手術で心の中が見えるようになった女性 ― 人間は機能を失うと「超能力」が開花する!

■「失った」者が獲得する新たな能力

 実はこの「Wired」の記事を執筆した記者のクリスチャン・ジャネット氏は、この研究には疑問が残るという意見を率直に述べている。その主な論拠は、実験の科学的な厳密さに対する疑問や、スーザンさんが鬱病をはじめとする精神疾患の状態にある可能性を排除している点、手術前のスーザンさんが有していた共感能力に関する情報がないことや、インタビュー資料がないことなどが挙げられている。

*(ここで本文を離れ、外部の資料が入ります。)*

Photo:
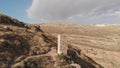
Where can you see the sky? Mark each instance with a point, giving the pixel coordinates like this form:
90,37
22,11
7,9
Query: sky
76,11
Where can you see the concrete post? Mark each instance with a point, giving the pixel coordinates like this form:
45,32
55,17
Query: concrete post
59,45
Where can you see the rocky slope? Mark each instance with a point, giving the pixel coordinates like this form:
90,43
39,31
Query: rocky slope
102,44
35,46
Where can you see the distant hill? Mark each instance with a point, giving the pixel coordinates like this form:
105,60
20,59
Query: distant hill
7,20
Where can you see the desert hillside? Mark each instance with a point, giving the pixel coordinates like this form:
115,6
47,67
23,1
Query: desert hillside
35,45
101,43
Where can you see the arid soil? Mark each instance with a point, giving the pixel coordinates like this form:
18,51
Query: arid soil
35,45
101,43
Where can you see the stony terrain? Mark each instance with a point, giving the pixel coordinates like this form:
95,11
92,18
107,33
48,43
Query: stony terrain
35,46
101,43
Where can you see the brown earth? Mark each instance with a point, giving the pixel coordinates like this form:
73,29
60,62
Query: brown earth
102,44
35,46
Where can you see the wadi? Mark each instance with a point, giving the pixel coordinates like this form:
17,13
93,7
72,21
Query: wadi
25,45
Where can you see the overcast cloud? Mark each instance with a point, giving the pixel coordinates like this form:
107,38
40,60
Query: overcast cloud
83,11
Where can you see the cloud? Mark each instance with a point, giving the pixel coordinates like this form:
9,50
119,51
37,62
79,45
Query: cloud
70,9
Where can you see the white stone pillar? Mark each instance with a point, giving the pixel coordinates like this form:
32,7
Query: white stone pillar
59,45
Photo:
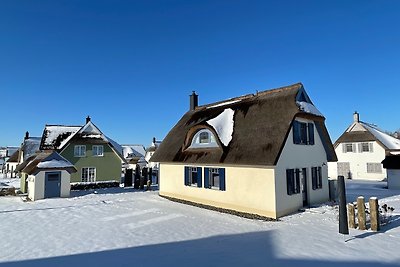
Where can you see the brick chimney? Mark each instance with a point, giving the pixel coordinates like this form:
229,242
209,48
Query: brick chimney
194,100
356,117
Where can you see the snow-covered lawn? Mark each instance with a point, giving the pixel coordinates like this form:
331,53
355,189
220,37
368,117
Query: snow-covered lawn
125,227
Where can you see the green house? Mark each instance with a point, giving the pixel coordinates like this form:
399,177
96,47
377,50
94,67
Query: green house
96,157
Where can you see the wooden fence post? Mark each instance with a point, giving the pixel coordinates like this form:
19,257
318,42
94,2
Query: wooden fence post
361,213
352,216
374,213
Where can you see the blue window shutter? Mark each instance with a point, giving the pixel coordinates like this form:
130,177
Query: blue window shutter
311,133
222,179
296,132
297,181
186,175
206,177
199,177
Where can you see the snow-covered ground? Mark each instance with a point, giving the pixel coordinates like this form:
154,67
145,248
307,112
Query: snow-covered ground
125,227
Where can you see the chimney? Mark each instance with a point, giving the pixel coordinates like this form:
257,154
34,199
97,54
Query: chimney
194,100
356,117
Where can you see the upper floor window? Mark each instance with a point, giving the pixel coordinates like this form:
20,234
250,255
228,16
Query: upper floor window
98,150
203,139
303,133
80,151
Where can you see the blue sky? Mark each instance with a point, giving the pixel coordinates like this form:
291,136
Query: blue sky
131,65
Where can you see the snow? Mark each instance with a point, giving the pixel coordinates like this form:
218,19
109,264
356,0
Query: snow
54,131
54,163
389,141
127,227
223,125
224,103
309,108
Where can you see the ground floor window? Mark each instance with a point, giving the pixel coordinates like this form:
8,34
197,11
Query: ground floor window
214,178
374,168
316,177
88,174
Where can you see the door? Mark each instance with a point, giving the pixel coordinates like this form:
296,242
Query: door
52,184
344,169
303,179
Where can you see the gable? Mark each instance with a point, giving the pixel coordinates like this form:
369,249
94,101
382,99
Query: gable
261,126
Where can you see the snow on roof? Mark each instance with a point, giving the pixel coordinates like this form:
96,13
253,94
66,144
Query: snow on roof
389,141
224,103
309,108
223,125
58,136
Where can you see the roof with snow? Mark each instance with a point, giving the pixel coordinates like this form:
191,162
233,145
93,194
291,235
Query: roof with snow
251,129
46,161
360,131
56,137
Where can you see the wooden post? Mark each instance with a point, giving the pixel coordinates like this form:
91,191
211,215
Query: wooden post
374,213
352,215
361,213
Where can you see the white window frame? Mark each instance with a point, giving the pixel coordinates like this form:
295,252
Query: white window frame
80,151
90,176
96,149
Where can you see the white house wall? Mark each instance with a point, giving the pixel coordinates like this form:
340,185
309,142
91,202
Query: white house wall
248,189
300,156
358,162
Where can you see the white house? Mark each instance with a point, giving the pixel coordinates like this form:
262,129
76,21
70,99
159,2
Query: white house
360,151
263,154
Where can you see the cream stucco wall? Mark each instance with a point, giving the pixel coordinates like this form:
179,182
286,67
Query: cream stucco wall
358,162
300,156
393,179
36,185
248,189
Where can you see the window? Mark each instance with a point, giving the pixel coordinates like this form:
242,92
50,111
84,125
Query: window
203,139
349,147
303,133
293,181
80,151
374,168
88,174
214,178
365,147
316,177
97,150
193,176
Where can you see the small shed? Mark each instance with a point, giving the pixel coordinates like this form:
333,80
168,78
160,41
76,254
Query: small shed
48,175
392,164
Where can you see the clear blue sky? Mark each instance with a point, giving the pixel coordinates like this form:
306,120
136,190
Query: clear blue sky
131,65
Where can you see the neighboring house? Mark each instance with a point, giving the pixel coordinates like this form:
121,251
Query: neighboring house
132,154
149,153
96,157
392,164
263,153
47,174
360,151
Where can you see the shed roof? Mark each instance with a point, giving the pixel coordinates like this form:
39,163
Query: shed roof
261,122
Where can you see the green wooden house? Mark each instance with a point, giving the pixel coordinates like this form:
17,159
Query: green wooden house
96,157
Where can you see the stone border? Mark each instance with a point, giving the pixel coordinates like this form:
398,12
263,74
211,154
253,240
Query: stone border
223,210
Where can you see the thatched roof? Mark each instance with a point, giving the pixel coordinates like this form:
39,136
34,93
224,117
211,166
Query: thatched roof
262,123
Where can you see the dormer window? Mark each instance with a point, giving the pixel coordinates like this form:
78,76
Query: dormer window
204,138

 しかし、ジャネット氏は人間が備えている潜在能力の高さには素直に注目しているようだ。例えば、言語機能障害を持つ人が、他人の嘘を見破る能力がきわめて高いことや、前頭側頭葉変性症を患った人が新たなクリエイティブ能力を発揮することなどの例に感銘を受けている。

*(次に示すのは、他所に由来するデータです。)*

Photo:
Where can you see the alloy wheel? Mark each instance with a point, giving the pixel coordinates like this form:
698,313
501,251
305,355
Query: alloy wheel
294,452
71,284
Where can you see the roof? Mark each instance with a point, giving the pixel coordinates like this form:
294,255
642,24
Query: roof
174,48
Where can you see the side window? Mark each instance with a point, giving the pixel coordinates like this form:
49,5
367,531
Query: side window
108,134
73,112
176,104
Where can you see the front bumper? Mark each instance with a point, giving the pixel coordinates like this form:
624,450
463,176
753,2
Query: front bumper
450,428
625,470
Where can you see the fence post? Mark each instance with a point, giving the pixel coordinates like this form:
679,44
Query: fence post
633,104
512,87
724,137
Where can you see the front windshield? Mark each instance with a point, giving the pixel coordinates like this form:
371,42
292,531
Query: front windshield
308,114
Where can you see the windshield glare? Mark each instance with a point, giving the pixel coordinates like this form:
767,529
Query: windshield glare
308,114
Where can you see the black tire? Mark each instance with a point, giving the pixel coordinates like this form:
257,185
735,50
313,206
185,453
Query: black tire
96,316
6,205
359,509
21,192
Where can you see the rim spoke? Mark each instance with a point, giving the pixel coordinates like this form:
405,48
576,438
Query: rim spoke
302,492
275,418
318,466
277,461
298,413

 今回の実験の信憑性はともかく、ある機能を「失った」者が獲得する新たな能力の数々は、人間の底知れぬポテンシャルの高さを垣間見せる驚くべき現象であることには変わりはないだろう。

 こうした能力の中でも有名なのが、脳損傷が原因の視覚障がい者の何割かが獲得するといわれている「盲視(blindsight)」と呼ばれる特異な能力だ。文字通り、見えていないはずの盲人の「視力」のことで、人間の視覚認識のメカニズムを根本的に再考させてくれる事例である。

 障害や疾病は健常な機能を「失う」出来事であると考えられているが、ときに人間はそれを補完するにあまる新たな能力を開花させることもあるのだ。人間の可能性を大きく切り開くこのような新たな「逞しい」人間観に、もっと目を向けてみてもいいのではないだろうか。